Sunday, February 22, 2009
Thursday, February 5, 2009
Tuesday, February 3, 2009
What was once a clever self-motivational technique to take more pictures has become a lazy excuse to re-trot out one of my favorite passages from one of my favorite books on one of my favorite topics. (I had no idea I had previously excerpted this very same passage in photo 4, but it's just so good, and judging by the paucity of comments, it's not going to kill anyone to have to read it again, and maybe the more relevant picture will help). Here's absolutely brilliant stuff from Malcom Lowry's much-referenced-by-me Under the Volcano:
And at the next moment, though not before there had passed between himself and the doctor a barely perceptible exchange of signals, a tiny symbolic mouthward flick of the wrist on the Consul's side as he glanced up at his bungalow, and upon Vigil's a slight flapping movement of the arms extended apparently in the act of stretching, which meant (in the obscure language known only to major adepts in the Great Brotherhood of Alcohol), "Come up and have a spot when you've finished," "I shouldn't, for if I do I shall be 'flying,' but on second thoughts perhaps I will" - it seemed he was back drinking from his bottle of tequila. And, the moment after, that he was drifting slowly and powerfully through the sunlight back toward the bungalow itself. Accompanied by Mr. Quincey's cat, who was following an insect of some sort along his path, the Consul floated in an amber glow.
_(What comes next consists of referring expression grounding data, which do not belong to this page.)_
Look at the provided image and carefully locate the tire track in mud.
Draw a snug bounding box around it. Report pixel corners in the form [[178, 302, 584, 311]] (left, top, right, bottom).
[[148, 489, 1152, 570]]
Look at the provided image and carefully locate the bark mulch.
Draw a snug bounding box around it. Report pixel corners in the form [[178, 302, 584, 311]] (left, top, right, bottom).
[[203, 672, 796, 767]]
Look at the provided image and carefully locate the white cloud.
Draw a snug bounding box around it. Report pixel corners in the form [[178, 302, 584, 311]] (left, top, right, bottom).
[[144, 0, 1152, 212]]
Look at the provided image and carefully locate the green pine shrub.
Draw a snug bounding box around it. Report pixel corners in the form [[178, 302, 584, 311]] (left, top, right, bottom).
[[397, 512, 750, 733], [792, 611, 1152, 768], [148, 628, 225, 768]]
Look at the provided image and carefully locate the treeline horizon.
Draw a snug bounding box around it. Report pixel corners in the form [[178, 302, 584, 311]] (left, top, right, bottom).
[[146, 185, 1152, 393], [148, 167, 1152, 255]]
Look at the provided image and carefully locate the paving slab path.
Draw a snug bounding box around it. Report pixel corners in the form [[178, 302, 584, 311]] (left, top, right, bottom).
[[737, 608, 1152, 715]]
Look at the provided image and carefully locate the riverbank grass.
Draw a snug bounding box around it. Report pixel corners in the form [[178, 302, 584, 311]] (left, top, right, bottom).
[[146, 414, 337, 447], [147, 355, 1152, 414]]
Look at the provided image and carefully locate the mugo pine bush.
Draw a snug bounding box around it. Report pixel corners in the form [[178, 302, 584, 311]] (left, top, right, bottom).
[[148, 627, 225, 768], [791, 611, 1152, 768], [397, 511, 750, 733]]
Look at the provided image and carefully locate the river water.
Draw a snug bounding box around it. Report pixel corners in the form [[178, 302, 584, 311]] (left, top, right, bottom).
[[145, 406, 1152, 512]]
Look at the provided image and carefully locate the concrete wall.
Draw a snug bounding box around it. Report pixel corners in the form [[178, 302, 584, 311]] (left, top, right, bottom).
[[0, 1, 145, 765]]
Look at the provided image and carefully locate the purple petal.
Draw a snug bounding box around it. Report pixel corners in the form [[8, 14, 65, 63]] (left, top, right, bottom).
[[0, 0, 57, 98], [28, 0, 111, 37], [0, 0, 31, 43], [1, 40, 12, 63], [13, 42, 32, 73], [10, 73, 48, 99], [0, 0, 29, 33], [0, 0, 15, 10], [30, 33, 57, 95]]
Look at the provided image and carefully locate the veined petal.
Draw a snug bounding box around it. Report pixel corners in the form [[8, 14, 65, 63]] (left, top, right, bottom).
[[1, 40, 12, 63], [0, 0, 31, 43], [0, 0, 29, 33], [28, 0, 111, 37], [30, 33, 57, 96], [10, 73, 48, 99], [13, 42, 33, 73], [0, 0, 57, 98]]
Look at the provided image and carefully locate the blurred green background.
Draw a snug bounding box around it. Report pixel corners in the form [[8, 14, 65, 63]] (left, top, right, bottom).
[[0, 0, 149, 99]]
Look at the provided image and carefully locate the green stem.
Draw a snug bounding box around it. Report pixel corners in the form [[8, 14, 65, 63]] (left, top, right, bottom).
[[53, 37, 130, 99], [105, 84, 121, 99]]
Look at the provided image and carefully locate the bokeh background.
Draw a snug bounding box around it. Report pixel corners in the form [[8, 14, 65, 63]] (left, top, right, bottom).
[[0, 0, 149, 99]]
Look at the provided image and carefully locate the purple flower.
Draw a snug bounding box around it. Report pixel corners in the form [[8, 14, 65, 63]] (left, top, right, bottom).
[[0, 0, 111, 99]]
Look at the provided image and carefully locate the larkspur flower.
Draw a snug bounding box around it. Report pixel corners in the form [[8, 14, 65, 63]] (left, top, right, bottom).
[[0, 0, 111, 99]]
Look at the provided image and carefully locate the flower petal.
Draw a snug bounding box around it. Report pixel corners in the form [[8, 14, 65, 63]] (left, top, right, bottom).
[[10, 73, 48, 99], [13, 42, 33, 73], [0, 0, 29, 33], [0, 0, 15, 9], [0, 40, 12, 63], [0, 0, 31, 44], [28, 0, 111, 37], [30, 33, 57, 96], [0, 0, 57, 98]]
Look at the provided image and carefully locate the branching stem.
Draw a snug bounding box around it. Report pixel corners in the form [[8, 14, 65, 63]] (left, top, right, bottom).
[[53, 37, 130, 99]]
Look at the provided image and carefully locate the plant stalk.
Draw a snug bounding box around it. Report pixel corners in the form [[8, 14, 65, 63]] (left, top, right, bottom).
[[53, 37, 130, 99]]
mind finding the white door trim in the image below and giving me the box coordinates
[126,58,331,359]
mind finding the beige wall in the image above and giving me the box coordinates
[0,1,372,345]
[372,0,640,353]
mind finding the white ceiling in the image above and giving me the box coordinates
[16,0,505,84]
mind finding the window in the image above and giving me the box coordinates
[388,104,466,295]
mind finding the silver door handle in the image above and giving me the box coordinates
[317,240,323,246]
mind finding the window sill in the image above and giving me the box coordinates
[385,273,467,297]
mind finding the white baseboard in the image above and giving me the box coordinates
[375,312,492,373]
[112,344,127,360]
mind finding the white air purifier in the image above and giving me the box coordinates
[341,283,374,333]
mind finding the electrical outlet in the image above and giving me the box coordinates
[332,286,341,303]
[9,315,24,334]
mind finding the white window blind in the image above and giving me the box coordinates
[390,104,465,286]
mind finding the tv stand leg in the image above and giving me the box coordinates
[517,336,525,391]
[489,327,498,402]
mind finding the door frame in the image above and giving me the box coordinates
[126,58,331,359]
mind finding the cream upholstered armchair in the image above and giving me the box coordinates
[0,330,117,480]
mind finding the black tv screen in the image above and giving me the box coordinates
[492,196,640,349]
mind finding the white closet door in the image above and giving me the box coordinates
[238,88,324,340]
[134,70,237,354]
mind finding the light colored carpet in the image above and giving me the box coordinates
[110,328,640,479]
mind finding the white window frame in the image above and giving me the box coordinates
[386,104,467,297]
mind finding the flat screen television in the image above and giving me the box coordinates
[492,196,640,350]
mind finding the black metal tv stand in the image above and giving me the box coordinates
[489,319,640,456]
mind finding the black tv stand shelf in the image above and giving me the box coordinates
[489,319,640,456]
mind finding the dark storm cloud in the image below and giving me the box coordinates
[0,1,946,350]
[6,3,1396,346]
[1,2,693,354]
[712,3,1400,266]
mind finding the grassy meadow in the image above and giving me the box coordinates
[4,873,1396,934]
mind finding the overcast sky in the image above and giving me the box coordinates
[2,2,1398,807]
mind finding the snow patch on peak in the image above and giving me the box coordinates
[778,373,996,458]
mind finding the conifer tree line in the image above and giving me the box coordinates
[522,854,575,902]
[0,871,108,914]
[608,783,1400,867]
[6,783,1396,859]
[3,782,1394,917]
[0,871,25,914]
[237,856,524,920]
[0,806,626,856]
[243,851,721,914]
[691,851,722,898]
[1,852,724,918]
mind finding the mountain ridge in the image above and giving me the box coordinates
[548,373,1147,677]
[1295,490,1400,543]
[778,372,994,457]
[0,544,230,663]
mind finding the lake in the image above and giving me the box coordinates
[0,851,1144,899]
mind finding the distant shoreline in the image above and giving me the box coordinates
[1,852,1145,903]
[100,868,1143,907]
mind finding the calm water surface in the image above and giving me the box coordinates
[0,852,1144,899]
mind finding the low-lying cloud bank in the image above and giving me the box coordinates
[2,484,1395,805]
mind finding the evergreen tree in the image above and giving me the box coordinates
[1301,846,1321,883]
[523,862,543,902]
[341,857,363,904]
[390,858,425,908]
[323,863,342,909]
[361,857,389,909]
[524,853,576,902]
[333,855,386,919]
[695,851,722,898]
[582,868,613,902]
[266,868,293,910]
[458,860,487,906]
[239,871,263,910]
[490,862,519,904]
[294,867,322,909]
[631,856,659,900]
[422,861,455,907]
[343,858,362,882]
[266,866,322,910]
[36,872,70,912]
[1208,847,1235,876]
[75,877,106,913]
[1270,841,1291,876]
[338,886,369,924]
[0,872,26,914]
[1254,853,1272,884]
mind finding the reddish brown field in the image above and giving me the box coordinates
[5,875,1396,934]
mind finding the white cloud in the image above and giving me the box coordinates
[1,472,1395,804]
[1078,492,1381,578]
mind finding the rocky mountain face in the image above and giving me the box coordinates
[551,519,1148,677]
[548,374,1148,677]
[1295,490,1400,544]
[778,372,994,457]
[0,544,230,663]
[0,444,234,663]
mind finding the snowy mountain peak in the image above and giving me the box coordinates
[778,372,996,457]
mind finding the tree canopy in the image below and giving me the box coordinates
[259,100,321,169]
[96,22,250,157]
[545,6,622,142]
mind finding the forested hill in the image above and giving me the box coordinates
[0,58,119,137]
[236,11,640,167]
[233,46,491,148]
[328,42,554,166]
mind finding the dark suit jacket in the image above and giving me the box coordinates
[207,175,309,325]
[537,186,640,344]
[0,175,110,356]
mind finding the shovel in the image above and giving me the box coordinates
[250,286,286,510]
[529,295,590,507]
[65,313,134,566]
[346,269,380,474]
Beyond the house, where now the problems awaiting him seemed already on the point of energetic solution, the day before him stretched out like an illimitable rolling wonderful desert in which one was going, though in a delightful way, to be lost: lost, but not so completley he would be unable to find the few necessary water-holes, or the scattered tequila oases where witty legionnaires of damnation who couldn't understand a word he said, would waive him on, replenished, into that glorious Parian wilderness where man never went thirsty, and where now he was drawn on beautifully by the dissolving mirages past the skeletons like frozen wire and the wandering dreaming lions towards ineluctable personal disaster, always in a delightful way of course; the disaster might even be found at the end to contain a certain element of triumph.